Enka meets the enforcement of an award

In Kabab-Ji SAL v Kout Food Group [2021] UKSC 48, the UK Supreme Court illustrated how, in England, the court will, when assessing the validity of an arbitration agreement in New York Convention enforcement proceedings, judge whether the parties have made a choice as to which law applies to that agreement.

The case involved an attempt to enforce an arbitration award in England. This arose from a franchise development agreement (the “Agreement”) which had been concluded between Kabab-Ji and a company, AHFC. The Agreement was governed by English law and contained an arbitration clause (ICC Rules, Paris seat).

Disputes arose and Kabab-Ji commenced an arbitration, but against another company, KFG. The tribunal made an award against KFG on the basis that, under English law, it had become a party to the Agreement by conduct and, under French law, a party to the arbitration agreement.

Article (V)(1)(a) New York Convention

Kabab-Ji attempted to enforce the award in England. KFG resisted this on the basis of Article V(1)(a) New York Convention (as incorporated by s.103(2)(b) Arbitration Act 1996) that “…the arbitration agreement was not valid under the law to which the parties subjected it or, failing any indication thereon, under the law of the country where the award was made.”

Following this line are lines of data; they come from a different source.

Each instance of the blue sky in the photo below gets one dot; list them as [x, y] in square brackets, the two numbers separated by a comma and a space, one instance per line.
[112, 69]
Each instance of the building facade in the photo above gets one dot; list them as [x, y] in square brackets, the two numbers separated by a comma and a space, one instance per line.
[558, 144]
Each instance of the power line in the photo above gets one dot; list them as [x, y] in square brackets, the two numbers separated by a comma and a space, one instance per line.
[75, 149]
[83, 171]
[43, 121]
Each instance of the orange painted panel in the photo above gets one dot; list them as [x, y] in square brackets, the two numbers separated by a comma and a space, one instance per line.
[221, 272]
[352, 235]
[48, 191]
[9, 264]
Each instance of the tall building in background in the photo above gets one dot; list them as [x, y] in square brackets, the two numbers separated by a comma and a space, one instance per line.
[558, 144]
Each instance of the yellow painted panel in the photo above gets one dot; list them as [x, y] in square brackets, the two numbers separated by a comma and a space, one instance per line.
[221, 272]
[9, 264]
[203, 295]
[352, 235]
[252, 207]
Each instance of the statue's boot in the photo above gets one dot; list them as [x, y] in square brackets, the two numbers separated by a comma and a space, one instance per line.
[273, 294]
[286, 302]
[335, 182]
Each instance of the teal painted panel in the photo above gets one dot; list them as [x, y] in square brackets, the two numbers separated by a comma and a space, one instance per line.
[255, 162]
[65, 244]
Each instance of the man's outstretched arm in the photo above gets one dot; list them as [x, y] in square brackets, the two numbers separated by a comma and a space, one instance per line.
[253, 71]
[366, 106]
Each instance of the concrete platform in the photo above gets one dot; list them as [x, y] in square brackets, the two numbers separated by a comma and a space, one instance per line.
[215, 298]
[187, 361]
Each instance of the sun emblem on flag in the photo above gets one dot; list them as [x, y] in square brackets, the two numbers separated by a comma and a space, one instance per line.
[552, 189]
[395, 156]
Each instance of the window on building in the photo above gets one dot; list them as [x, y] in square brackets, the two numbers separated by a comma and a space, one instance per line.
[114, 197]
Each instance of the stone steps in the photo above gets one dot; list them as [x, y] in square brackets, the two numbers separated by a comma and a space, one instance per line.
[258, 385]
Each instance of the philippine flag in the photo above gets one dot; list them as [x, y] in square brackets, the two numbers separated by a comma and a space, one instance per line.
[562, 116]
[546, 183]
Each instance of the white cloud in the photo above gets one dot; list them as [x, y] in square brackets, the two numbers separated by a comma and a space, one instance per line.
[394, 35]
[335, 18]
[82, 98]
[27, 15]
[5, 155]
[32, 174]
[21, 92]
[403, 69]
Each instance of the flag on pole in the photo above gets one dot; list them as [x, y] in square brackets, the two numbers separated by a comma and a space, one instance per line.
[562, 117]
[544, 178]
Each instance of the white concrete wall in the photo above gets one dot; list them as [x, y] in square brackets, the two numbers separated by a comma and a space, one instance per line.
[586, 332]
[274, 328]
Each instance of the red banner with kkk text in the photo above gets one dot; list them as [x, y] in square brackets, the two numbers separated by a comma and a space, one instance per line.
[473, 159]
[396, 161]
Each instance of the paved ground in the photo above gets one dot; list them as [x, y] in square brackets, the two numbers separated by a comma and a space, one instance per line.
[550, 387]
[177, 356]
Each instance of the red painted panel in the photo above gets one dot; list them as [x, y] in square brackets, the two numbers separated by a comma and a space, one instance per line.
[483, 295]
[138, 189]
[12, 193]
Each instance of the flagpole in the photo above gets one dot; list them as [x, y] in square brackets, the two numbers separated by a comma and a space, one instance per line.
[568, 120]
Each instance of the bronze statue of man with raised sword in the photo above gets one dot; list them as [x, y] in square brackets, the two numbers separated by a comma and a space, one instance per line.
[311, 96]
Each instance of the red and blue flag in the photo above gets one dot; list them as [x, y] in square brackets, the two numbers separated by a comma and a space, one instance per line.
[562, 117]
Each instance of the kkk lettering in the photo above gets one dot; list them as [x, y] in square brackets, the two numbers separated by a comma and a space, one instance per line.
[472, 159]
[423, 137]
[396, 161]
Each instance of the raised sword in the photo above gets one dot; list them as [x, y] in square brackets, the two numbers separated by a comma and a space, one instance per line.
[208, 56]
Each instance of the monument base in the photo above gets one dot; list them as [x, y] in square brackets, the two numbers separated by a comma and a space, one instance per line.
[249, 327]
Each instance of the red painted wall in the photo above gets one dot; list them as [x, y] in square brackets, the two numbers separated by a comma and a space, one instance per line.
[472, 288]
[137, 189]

Was the arbitration agreement subject to English law?

This was a case of a type where the parties had not explicitly addressed the law governing the arbitration agreement. And nor did the law chosen to govern the Agreement “match” the seat/place of arbitration (in which case only one law could fall to be applied). Therefore, the question arose as to whether English law governed the arbitration agreement (as being “the law to which the parties subjected it”). If so, then KFG could rely on “no-oral variation” provisions in the Agreement to deny that it had become a party to it (and hence, the arbitration agreement therein).

To decide this, the UKSC applied the approach it had adopted in Enka (click here), to the significance, in cases of the type described above, of the parties’ choice of law to govern their contract; i.e. any such choice should generally be understood as also extending to the arbitration clause. This, albeit without much resistance from Kabab-Ji, the UKSC saw as appropriate even in the specific context of Article V(1)(a). There was no consensus to the contrary, the conclusion was in line with the Article’s wording, the same considerations of principle in Enka applied equally here, and it was desirable for the same approach to be taken in different contexts [28-36].

Accordingly, the UKSC found that by virtue of the (typically worded) governing law provision of the Agreement, English law governed the arbitration agreement [37-39]. Attempts by Kabab-Ji, one based on the parties’ use of the UNIDROIT principles, and one based on the validation principle, to resist that conclusion were rejected. In the latter case, the UKSC said that principle did not extent to cases, such as the present, where the question was whether parties have ever agreed at all [51-52].

Some procedural points...

After then considering, and endorsing, the Court of Appeal’s conclusion that, under English law, KFG was not bound to the arbitration agreement (as, due to the effect of the no-oral variation clauses, it had not become a party to the Agreement) [54-75]. The UKSC turned to a couple of points of procedural significance for the enforcement of awards in England.

First, whether the Article V(1)(a) issue was suitable for summary determination. Kabab-Ji said consistency with that provision required a full trial of the matter. The UKSC disagreed. A summary approach could be adopted – provided it was appropriate in the circumstances [76-83].

Finally, Kabab-Ji argued for a stayed of these proceedings under s.103(5) AA 1996 pending ongoing set aside proceedings in France. The UKSC decided, however, that this was not necessary as there were no common issues on which the English court was being asked to rule; in particular, the two courts would not be applying the same law as to the question of validity of the arbitration agreement [84-92].

Comment and conclusion

From a domestic point of view, the UKSC’s decision achieves clear consistency with its earlier reasoning in Enka. The end result, however, is somewhat stark as enforcement of the award was denied in England; despite the potential for a different view as to validity of the arbitration agreement  to be taken at the seat.

Two features contributed to this; the fact that the law of the contract and seat did not “match” - thereby opening up room for debate on the applicable law issue. And the fact that the New York Convention does not, on that point, tie courts to a standard approach. Where the first of those is to be the case, however, one potential solution is to include in the arbitration agreement an explicit/express choice of law to govern it (insofar as that is permissible under the law of the seat). That might then help align the law applied at the seat and that applied under Article V(1)(a). This is something parties may already consider where the law of the contract and seat don’t “match”, and the case therefore further illustrates the potential benefits of such a course of action.